More Americans want to buy an Android as their next phone than an iPhone, according to research from Raymond James. That’s one of the reasons iPhone sales may be going into a decline for the first time ever.
The last few days have seen a slew of analysts revising down their sales expectations for iPhone, after information from Apple’s Asian parts suppliers suggested the company was making fewer iPhones. Apple has never seen a quarter or a year of declining iPhone sales — the shock will be as much cultural as financial.
Apple sold 231 million iPhones in its fiscal year 2015, which just ended. Raymond James analysts Tavis McCourt and Mike Koban estimate that in FY2016, Apple will only sell 224 million to 229 million.
They published this research (below) in the last 24 hours, showing that despite the massive inroads iPhone 6 has made into the market, a slim majority of people still want an Android as their next phone:
You bet against Apple at your peril, of course. The company has a habit of surprising critics by its unexpected strength. So Apple bulls will be cheered by these contradictory charts, which Business Insider created from data kindly supplied by Kantar. They show that in the UK and China, Apple is still stealing share from Android, although Android remains comfortably dominant:
Apple may have a problem in the US, however. This chart shows that Apple got a huge boost from the launch of iPhone 6, but after those purchases were made the market reverted back to type and in fact became even more polarised in Android’s favour.

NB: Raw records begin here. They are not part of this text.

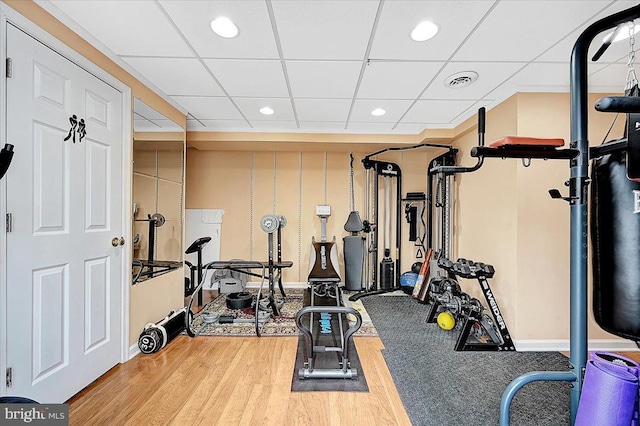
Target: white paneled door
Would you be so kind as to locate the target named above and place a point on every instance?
(64, 195)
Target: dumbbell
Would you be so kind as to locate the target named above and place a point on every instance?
(271, 222)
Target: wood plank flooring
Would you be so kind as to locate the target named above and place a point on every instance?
(233, 381)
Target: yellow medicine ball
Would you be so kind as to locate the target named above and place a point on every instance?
(446, 321)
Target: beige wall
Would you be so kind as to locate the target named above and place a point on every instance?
(507, 218)
(157, 188)
(295, 183)
(485, 223)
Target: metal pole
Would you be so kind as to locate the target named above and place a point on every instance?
(579, 222)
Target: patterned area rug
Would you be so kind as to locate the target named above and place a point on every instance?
(283, 325)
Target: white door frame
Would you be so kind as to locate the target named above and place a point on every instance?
(8, 15)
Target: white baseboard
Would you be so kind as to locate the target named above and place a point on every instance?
(134, 351)
(615, 345)
(302, 285)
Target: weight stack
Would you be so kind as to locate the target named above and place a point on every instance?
(353, 262)
(156, 336)
(387, 277)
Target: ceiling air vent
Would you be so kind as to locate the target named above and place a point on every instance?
(461, 79)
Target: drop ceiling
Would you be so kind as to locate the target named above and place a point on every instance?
(323, 66)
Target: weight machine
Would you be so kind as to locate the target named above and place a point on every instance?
(578, 156)
(271, 272)
(375, 170)
(151, 267)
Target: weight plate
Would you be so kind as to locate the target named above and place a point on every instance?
(269, 223)
(239, 300)
(158, 219)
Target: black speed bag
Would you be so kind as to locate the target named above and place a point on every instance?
(615, 235)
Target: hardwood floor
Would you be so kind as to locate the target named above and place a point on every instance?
(233, 381)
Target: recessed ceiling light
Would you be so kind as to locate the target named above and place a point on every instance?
(425, 30)
(623, 33)
(224, 27)
(461, 79)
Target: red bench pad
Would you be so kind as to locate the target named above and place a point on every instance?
(513, 141)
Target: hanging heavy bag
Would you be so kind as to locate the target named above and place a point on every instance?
(615, 225)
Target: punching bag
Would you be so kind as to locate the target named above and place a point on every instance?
(353, 261)
(615, 235)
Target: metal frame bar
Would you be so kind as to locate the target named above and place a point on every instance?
(578, 223)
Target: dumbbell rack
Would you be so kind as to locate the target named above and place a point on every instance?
(475, 317)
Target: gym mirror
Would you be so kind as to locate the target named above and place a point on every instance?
(158, 176)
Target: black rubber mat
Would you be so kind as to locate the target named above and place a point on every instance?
(329, 359)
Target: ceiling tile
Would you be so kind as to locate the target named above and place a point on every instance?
(394, 108)
(225, 125)
(145, 111)
(250, 107)
(256, 79)
(609, 78)
(410, 127)
(522, 30)
(167, 125)
(455, 20)
(177, 76)
(545, 77)
(324, 29)
(203, 108)
(145, 125)
(318, 79)
(562, 51)
(396, 80)
(322, 109)
(436, 112)
(489, 76)
(367, 127)
(137, 28)
(194, 125)
(322, 126)
(255, 38)
(275, 125)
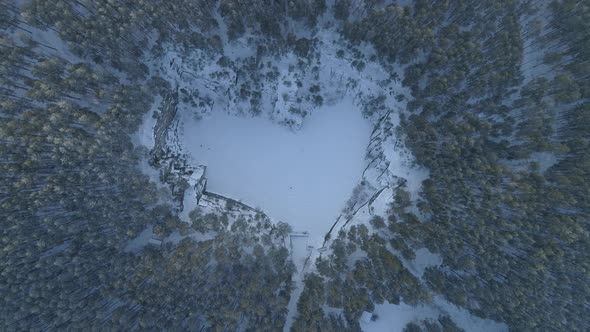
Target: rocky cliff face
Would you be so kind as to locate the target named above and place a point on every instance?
(174, 169)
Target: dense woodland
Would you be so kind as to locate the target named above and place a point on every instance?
(498, 88)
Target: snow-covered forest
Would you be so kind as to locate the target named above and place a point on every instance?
(295, 165)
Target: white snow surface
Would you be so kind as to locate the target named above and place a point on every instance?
(300, 177)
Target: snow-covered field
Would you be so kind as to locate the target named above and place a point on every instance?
(300, 177)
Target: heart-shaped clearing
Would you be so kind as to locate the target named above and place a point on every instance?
(303, 178)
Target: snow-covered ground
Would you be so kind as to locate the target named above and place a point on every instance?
(393, 318)
(300, 177)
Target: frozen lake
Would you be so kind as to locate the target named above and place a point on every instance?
(303, 178)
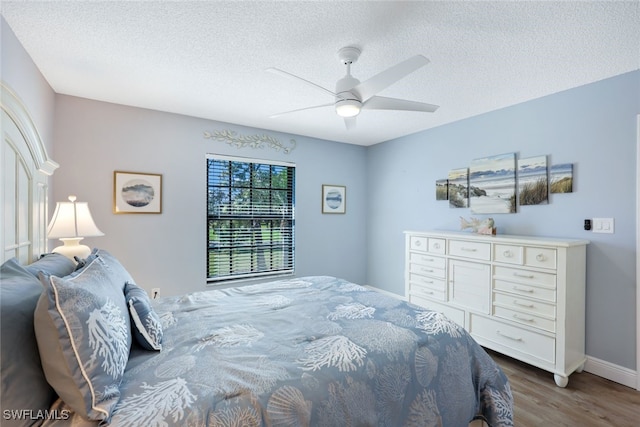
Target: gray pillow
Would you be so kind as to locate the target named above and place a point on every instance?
(146, 324)
(52, 264)
(84, 335)
(24, 386)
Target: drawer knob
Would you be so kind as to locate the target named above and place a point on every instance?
(502, 334)
(524, 276)
(523, 304)
(526, 319)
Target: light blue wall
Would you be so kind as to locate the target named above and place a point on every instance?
(93, 139)
(593, 127)
(21, 75)
(390, 187)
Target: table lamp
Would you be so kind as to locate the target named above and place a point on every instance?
(71, 222)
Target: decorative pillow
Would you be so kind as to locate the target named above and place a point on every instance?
(24, 386)
(83, 331)
(52, 264)
(147, 328)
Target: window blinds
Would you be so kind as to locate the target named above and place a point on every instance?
(250, 218)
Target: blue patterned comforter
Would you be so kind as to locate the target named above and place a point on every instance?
(313, 351)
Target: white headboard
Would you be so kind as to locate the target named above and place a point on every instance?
(26, 168)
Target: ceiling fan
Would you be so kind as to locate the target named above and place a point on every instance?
(351, 96)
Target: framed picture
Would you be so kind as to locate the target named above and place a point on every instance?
(135, 192)
(334, 198)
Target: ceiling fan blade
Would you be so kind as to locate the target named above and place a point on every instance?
(375, 84)
(302, 109)
(350, 122)
(383, 103)
(293, 76)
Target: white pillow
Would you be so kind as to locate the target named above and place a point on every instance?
(83, 330)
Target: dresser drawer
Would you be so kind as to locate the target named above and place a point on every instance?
(540, 257)
(427, 260)
(470, 285)
(474, 250)
(437, 246)
(545, 294)
(419, 290)
(418, 243)
(528, 277)
(417, 280)
(509, 254)
(427, 270)
(537, 345)
(525, 318)
(525, 305)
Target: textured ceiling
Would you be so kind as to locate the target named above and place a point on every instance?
(207, 59)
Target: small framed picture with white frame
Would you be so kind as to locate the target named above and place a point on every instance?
(135, 192)
(334, 199)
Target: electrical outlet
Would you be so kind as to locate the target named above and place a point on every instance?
(603, 225)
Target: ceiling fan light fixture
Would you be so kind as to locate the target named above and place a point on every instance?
(348, 107)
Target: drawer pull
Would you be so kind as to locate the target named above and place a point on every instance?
(524, 276)
(525, 319)
(522, 304)
(508, 336)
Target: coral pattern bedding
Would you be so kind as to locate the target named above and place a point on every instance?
(312, 351)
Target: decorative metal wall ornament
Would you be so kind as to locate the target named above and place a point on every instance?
(252, 141)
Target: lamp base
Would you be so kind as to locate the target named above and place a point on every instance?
(72, 247)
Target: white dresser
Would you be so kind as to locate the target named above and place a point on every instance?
(521, 296)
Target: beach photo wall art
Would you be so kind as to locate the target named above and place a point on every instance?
(459, 188)
(497, 184)
(492, 184)
(561, 178)
(533, 185)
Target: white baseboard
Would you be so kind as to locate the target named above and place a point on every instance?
(615, 373)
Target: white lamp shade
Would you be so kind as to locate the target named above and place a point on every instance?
(72, 219)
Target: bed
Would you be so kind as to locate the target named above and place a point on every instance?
(84, 345)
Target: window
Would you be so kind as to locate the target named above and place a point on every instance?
(250, 218)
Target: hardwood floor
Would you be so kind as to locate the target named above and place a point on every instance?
(588, 400)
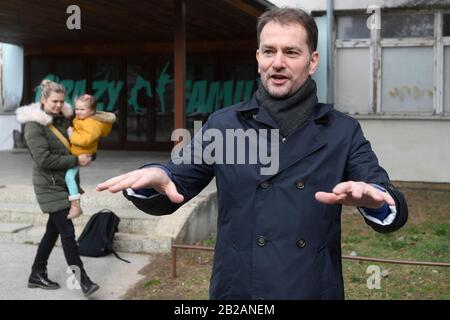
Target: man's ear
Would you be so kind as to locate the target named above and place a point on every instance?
(257, 59)
(313, 63)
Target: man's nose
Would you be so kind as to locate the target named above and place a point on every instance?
(278, 60)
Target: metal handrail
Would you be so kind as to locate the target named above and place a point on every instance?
(349, 257)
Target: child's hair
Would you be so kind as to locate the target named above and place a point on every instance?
(90, 101)
(48, 86)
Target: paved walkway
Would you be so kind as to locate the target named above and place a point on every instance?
(114, 276)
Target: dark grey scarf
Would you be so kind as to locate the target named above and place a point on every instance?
(289, 113)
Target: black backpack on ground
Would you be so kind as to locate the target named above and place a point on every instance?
(97, 237)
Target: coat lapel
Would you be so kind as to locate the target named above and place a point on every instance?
(300, 144)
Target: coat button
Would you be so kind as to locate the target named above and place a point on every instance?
(300, 185)
(301, 243)
(261, 241)
(265, 184)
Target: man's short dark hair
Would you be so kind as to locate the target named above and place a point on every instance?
(287, 16)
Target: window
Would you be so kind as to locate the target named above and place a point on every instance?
(403, 69)
(39, 69)
(352, 85)
(407, 80)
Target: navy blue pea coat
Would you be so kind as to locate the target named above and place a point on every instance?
(274, 239)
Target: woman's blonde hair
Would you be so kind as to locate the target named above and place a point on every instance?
(89, 100)
(48, 86)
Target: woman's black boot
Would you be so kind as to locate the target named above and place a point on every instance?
(87, 286)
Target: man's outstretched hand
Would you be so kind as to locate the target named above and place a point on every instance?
(143, 178)
(359, 194)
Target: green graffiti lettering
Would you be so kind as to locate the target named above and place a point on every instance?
(163, 80)
(215, 98)
(141, 83)
(227, 93)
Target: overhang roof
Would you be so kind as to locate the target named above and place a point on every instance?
(26, 22)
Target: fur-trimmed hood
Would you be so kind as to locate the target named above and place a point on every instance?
(34, 113)
(107, 117)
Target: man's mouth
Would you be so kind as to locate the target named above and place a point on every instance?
(279, 79)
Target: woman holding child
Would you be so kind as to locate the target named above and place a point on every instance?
(45, 129)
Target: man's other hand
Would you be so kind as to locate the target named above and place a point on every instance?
(155, 178)
(359, 194)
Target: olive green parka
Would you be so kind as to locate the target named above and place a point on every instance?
(51, 158)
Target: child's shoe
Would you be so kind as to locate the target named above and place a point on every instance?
(75, 209)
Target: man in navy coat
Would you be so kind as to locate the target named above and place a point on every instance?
(278, 232)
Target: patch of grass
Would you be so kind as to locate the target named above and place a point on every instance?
(424, 238)
(151, 282)
(210, 241)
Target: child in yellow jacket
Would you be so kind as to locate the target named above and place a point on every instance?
(88, 126)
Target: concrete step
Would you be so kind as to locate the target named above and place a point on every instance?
(123, 242)
(131, 220)
(91, 198)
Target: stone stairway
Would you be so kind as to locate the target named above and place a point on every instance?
(21, 220)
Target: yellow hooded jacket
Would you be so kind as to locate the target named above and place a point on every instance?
(87, 132)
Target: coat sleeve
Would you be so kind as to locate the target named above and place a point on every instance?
(40, 150)
(85, 135)
(362, 165)
(190, 177)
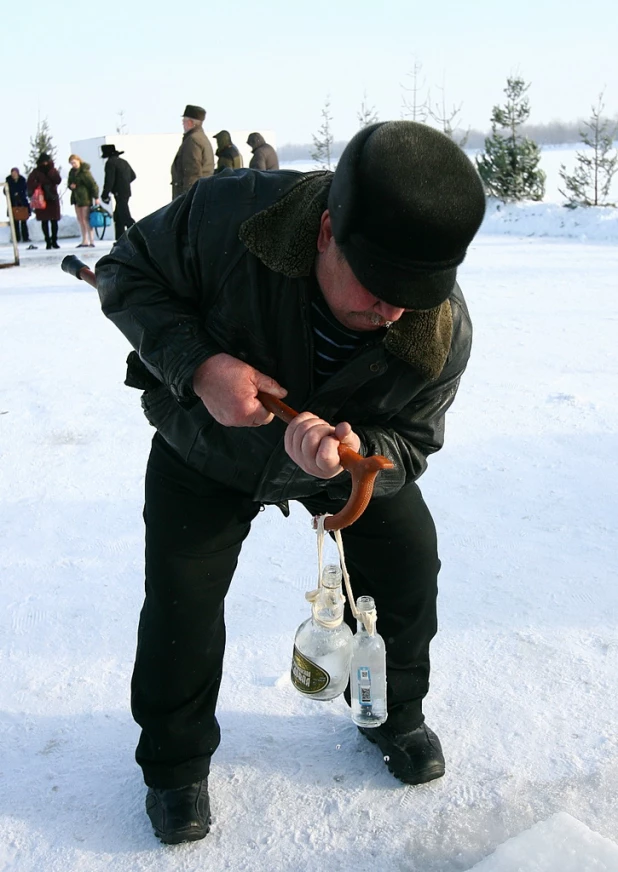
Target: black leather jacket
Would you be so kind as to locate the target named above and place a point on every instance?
(229, 267)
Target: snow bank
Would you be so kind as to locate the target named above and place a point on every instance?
(559, 844)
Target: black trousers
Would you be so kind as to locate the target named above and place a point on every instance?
(54, 230)
(122, 216)
(195, 528)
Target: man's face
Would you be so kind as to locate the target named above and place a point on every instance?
(351, 303)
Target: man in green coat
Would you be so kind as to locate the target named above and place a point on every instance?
(194, 159)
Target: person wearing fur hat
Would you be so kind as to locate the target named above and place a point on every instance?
(264, 156)
(118, 177)
(194, 159)
(84, 191)
(228, 156)
(18, 196)
(338, 292)
(46, 176)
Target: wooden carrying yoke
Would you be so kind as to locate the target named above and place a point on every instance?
(362, 469)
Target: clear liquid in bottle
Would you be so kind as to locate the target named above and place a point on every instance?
(368, 671)
(323, 643)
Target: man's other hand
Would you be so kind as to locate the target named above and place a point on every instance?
(228, 388)
(313, 444)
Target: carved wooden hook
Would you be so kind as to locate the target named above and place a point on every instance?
(362, 469)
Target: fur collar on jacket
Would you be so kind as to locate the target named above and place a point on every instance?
(284, 238)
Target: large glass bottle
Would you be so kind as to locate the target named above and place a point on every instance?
(323, 643)
(368, 670)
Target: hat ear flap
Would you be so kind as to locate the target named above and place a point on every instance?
(343, 189)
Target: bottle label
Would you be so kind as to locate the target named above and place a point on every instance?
(364, 686)
(307, 676)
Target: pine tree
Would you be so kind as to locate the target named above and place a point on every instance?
(509, 166)
(367, 114)
(40, 143)
(447, 120)
(590, 184)
(413, 107)
(323, 142)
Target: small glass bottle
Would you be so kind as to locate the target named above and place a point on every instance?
(368, 670)
(323, 643)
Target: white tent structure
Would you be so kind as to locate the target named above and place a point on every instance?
(151, 157)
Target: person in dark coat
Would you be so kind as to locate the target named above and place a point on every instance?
(118, 177)
(338, 292)
(18, 196)
(48, 178)
(227, 153)
(84, 192)
(264, 155)
(194, 159)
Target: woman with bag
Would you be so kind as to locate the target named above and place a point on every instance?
(43, 192)
(18, 201)
(84, 190)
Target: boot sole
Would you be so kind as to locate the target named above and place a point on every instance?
(397, 763)
(191, 834)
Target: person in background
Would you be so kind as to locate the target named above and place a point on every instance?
(118, 177)
(194, 159)
(46, 176)
(339, 292)
(84, 190)
(18, 196)
(264, 155)
(227, 153)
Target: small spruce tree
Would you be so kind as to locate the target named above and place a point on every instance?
(414, 107)
(323, 142)
(367, 114)
(40, 143)
(509, 166)
(590, 183)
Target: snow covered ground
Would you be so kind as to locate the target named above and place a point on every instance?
(525, 664)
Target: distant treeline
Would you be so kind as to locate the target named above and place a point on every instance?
(553, 133)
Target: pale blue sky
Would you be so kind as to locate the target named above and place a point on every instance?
(270, 65)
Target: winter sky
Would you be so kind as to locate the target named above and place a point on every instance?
(271, 64)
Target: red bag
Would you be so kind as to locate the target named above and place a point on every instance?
(37, 200)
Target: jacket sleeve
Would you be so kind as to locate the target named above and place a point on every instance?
(418, 429)
(149, 289)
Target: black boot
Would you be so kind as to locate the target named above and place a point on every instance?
(414, 757)
(181, 814)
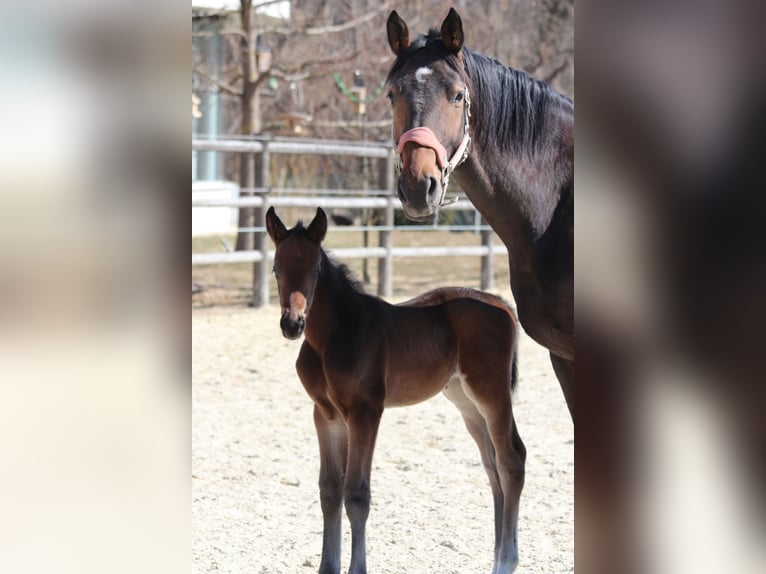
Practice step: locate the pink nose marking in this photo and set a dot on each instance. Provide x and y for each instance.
(297, 305)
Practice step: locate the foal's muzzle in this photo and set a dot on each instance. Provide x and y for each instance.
(292, 328)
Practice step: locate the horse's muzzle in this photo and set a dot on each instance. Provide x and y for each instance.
(292, 328)
(420, 199)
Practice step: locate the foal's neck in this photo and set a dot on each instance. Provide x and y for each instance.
(336, 301)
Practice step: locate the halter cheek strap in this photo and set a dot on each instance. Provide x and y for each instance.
(424, 137)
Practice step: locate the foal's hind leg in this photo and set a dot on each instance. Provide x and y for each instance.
(492, 400)
(477, 428)
(564, 370)
(363, 421)
(333, 448)
(510, 456)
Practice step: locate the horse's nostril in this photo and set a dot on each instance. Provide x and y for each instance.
(432, 187)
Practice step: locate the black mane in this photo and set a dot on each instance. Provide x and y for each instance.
(343, 273)
(514, 106)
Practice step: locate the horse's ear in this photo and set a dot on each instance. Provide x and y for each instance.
(452, 32)
(274, 226)
(398, 34)
(318, 228)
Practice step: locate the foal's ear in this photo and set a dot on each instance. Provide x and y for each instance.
(274, 226)
(398, 34)
(452, 32)
(318, 228)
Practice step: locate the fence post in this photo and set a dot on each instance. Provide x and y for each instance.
(386, 264)
(261, 268)
(487, 260)
(386, 236)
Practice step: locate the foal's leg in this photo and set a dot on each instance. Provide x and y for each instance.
(333, 448)
(477, 428)
(363, 422)
(564, 370)
(510, 455)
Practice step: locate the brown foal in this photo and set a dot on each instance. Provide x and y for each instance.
(362, 354)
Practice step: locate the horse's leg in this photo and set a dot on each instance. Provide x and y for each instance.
(333, 448)
(363, 422)
(564, 370)
(477, 428)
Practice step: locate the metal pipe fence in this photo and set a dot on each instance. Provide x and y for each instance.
(381, 200)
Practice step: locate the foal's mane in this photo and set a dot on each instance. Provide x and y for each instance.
(342, 272)
(511, 106)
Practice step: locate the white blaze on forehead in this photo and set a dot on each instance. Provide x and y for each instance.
(421, 73)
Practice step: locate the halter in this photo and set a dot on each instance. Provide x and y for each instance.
(423, 136)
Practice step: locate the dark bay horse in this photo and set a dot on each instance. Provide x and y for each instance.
(510, 141)
(362, 354)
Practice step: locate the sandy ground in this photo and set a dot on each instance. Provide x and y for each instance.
(255, 466)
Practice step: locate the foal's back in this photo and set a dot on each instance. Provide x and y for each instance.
(442, 333)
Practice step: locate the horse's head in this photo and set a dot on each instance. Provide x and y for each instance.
(429, 94)
(297, 263)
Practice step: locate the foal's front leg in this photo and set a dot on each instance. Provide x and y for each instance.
(363, 422)
(333, 449)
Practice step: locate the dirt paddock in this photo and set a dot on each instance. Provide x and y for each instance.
(255, 466)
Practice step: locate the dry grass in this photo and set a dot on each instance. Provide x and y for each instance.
(232, 284)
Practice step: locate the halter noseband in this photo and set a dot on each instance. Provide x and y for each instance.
(423, 136)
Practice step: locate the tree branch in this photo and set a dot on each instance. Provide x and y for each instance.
(226, 87)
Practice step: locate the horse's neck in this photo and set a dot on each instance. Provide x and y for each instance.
(517, 193)
(333, 292)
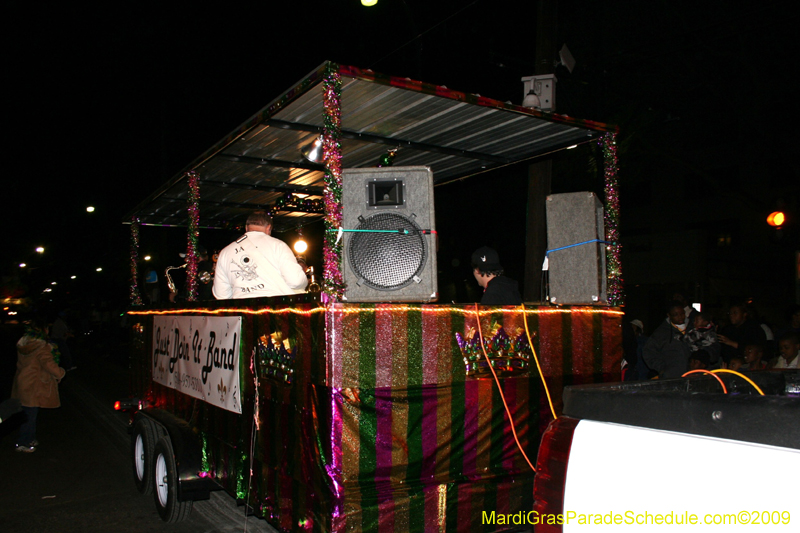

It suggests that if iPhone sales really are in decline it may be because the US market is tapped out — every American who wants a new iPhone now has one. That theory appears in data Business Insider published yesterday, from Credit Suisse. Basically, net new buyers of phones are now in decline as the market approaches 100% penetration. The only “new” customers left are those who already have phones and need an upgrade. iPhone 6 was so successful it may have upgraded everyone who wanted one — hence the perceived weakness in this quarter’s sales:
But again, we’ll see. We’ve seen the Apple sceptics proven wrong repeatedly. Apple tends to deliver positive surprises.